Mas o relato, vago e incompleto, quando muito sugere que o capitão olhou com interesse para um subalterno. Que ele seja gay é uma suposição que emerge da análise literária do prefaciador. Não é uma afirmação aferível no texto de Proust.

A comparação com outro capitão pode ser útil: gestos simulando arminhas fálicas; afirmar que só mulheres bonitas merecem o estupro; preferir um filho morto em vez de gay —tudo isso configura homossexualidade latente. 

Mas daí a dizer que o capitão seja de fato gay vai uma distância: é uma ilação, talvez temerária.

O que se tenta, no final das contas, é enxergar nos garranchos de “O Misterioso” a caligrafia escorreita de “À Procura do Tempo Perdido”. É buscar continuidades no descontínuo: foi só 20 anos depois, já quarentão, que Proust descobriu a forma de sua obra-prima.

Como o que ele garatujou antes foram tentativas mal sucedidas, “O Misterioso” tem caráter comercial.
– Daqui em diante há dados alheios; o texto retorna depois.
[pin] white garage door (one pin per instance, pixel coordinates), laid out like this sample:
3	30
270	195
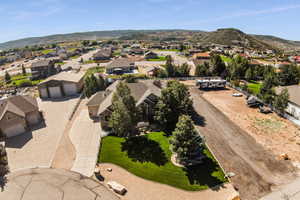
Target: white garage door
34	119
55	92
43	93
70	89
14	130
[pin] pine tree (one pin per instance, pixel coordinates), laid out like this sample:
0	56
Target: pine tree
173	102
185	140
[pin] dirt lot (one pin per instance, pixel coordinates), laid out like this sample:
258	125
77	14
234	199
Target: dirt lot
257	169
274	133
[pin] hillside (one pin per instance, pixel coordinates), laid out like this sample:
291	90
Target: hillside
232	36
227	36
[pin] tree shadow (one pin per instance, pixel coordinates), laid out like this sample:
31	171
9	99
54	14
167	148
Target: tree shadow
142	149
201	174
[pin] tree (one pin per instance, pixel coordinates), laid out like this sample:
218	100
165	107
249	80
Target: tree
124	117
281	101
120	120
173	102
170	68
218	66
7	77
202	70
23	70
185	140
183	70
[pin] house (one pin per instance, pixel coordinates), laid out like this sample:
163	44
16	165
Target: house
18	114
145	93
120	66
61	85
42	69
293	108
103	55
150	55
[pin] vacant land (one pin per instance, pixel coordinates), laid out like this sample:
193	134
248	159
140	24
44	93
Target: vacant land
149	157
257	170
274	133
254	87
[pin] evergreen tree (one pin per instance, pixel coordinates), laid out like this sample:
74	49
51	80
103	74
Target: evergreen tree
218	66
23	70
281	101
173	102
170	68
185	140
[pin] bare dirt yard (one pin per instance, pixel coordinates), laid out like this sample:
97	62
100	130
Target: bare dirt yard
257	169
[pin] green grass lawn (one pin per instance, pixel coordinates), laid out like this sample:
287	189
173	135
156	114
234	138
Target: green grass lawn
46	51
254	87
160	58
149	157
93	70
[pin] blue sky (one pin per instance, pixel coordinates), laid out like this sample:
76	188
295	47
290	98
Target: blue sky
27	18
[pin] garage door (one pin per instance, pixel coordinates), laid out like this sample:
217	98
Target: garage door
55	92
70	89
16	129
34	119
43	93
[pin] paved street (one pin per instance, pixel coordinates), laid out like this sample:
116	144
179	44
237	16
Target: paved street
53	184
37	148
85	136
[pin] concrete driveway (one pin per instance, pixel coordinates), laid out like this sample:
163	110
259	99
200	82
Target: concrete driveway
85	136
37	148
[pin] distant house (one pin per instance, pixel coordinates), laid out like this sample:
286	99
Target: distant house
103	55
151	55
293	108
42	69
145	93
18	114
61	85
120	66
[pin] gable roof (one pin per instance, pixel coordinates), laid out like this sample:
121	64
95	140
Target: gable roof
20	105
65	76
140	91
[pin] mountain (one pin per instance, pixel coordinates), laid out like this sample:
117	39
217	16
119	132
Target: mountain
231	36
227	36
279	42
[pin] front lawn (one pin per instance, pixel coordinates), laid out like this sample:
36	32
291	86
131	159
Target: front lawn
254	87
149	157
160	58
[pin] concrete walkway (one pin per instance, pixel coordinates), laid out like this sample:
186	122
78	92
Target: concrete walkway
287	192
85	136
53	184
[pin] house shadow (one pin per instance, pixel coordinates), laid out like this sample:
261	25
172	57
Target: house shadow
18	141
201	174
142	149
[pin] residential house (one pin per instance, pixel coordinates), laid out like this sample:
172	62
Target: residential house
120	66
42	69
103	55
151	55
18	114
145	93
293	108
61	85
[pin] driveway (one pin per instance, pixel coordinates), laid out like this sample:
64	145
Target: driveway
85	136
37	148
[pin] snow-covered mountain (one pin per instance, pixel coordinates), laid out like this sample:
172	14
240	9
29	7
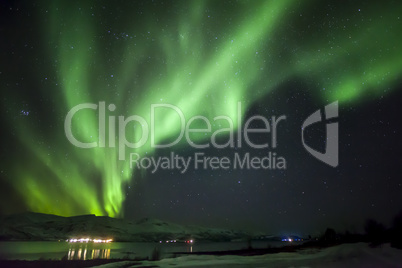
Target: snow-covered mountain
37	226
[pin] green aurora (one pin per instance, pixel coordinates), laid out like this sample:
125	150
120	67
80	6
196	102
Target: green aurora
202	56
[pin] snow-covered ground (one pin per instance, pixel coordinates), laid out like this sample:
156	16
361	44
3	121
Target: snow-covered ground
346	255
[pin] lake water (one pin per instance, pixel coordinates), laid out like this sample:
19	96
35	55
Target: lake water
86	251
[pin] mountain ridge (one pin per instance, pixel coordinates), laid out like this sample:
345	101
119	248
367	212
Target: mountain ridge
32	226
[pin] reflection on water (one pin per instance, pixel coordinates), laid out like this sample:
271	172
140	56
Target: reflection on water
86	253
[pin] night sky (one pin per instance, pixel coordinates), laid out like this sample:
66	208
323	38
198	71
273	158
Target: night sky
275	58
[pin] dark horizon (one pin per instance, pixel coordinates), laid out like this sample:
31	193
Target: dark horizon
271	58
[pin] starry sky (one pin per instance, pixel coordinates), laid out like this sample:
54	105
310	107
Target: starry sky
275	58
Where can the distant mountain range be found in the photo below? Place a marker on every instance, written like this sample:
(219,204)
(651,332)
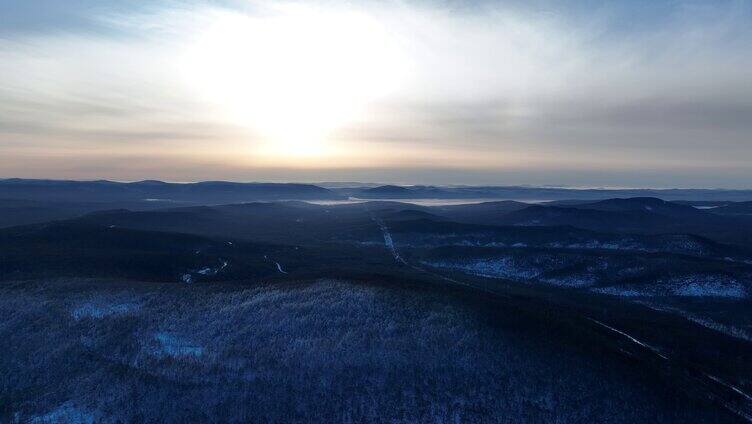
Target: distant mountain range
(217,192)
(205,192)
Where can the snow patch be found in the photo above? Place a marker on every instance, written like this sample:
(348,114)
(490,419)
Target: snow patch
(170,344)
(101,310)
(65,413)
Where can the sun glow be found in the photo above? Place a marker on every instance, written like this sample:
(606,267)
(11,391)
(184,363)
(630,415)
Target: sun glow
(294,75)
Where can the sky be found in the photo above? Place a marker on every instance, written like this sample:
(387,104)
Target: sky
(568,93)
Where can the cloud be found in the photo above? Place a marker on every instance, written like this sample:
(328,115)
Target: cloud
(491,87)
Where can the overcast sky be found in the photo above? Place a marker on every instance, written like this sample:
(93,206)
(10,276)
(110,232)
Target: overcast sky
(583,93)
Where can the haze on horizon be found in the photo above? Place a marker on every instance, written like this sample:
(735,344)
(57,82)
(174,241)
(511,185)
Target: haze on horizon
(630,93)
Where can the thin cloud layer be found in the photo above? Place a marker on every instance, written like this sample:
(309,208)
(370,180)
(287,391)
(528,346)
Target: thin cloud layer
(432,92)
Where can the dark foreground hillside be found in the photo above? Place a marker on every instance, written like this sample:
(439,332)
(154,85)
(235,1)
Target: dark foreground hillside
(323,351)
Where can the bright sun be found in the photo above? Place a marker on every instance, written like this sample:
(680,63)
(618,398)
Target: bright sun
(293,75)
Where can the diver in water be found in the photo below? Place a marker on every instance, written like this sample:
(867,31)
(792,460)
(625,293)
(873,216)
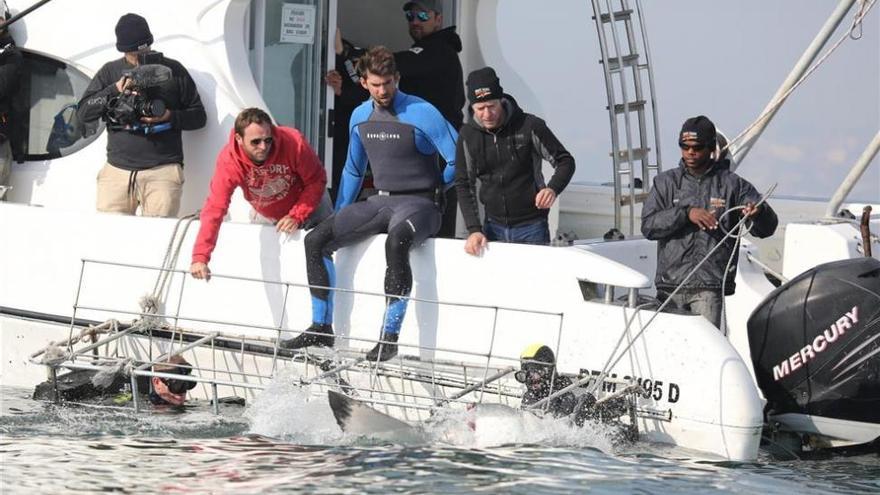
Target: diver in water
(113,387)
(538,373)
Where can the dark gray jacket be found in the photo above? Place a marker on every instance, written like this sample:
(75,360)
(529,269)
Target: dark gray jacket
(680,243)
(507,163)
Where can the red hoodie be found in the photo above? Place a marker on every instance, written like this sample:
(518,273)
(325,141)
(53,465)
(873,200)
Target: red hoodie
(290,182)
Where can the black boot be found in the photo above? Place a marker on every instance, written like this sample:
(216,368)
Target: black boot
(383,351)
(319,334)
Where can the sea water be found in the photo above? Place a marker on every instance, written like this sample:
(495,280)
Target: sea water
(286,441)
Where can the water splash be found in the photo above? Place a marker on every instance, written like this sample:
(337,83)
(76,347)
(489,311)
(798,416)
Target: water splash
(288,410)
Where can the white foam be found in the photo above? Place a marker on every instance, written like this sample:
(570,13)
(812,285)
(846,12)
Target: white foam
(287,410)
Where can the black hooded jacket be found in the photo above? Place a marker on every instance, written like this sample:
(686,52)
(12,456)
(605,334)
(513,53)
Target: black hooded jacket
(680,243)
(431,70)
(507,162)
(139,151)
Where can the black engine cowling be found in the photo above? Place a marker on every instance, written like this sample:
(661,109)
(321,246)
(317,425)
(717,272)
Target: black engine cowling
(815,342)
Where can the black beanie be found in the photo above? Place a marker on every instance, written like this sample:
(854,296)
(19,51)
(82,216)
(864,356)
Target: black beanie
(132,33)
(483,85)
(699,129)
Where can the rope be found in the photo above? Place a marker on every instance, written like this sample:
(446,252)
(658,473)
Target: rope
(611,362)
(864,7)
(150,303)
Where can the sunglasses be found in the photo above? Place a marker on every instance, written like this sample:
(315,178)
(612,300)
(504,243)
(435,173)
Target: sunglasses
(422,16)
(694,147)
(256,142)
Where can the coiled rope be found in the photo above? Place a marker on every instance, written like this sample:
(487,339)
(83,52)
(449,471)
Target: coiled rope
(738,232)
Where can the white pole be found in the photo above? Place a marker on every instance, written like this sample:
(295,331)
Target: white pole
(802,65)
(853,177)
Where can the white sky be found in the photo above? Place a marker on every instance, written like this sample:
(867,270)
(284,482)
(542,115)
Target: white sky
(723,59)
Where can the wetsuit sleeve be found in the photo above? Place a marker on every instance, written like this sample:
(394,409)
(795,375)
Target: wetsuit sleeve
(442,136)
(314,178)
(215,208)
(355,166)
(765,222)
(552,150)
(191,114)
(94,100)
(466,187)
(660,218)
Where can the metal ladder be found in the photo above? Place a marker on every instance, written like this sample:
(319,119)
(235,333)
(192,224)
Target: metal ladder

Isso por que tudo aquilo que ele pôs no papel, de bilhetes a continhos mal ajambrados, é agora passível de comercialização. 

Pelo excelente motivo de Proust ser hoje o escritor francês mais estudado no mundo. E é mais fácil folhear um livrinho de “inéditos”, mesmo que pífios, a mergulhar em “À Procura do Tempo Perdido”. 

A existência do mercado proustiano também explica “Proust, Prêmio Goncourt”. Aqui, a mercantilização é escancarada: importa mais o prêmio do que as meninas em flor; a láurea cala a obra.

A inversão é total porque o Goncourt só existe porque um dia foi dado a Proust —e não o contrário. Com o passar das décadas, ele virou material de propaganda. Ganhá-lo significa vender milhares de exemplares a mais. 

Porém, para além do mercado, para além das modas e da propaganda, há arte. Há “À Procura do Tempo Perdido”.